Re: [tied] Re: PIE Word Formation (1)

From: Piotr Gasiorowski
Message: 44099
Date: 2006-04-03

On 2006-04-03 16:34, Rob wrote:

> Regrettably, this point is where my disagreement begins. To begin
> with, I consider the term "thematic" to be misleading here. From the
> evidence I've seen, it does not appear that the "thematic vowel" had
> its origin as such. Rather, I trace its origin to the (animate)
> genitive ending, *-ós.

Was it any different from the inanimate genitive? And how and why was
the vowel of the genitive ending reanalysed as a stem-final element?

> Furthermore, while *o does indeed appear to be
> a conditioned variant of *e (or, more accurately, they are both
> conditioned variants of a single earlier vowel, which I mark as *a),
> the overwhelming pattern is *e when stressed and *o (or zero) when
> unstressed. Thus, any instance of unstressed *e or stressed *o would
> seem to need some other explanation.
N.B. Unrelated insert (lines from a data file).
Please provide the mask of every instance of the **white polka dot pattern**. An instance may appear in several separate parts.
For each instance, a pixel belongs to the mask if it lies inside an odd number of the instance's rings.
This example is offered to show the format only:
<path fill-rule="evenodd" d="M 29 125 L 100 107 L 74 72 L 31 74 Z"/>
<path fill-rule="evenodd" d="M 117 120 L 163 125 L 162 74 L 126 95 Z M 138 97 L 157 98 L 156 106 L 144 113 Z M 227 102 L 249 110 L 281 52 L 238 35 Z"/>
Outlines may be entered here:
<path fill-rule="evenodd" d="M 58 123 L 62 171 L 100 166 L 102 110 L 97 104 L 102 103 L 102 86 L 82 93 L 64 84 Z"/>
As a result, it does not follow
> to me that the vocative ending *-e (and perhaps also the instrumental
> ending *-eh) is a conditioned variant of the "thematic vowel"
> (otherwise *o).

This looks to me like an artificial difficulty. The rule determining the
quality of the thematic vowel has been partly obscured by analogical
levellings, but there are sufficient traces of the original state of
affairs, especially in the verb system: *-o-m, *-o-mes, *-o-nt but
*-e-s, *-e-t, *-e-te and *-e (in the imperative).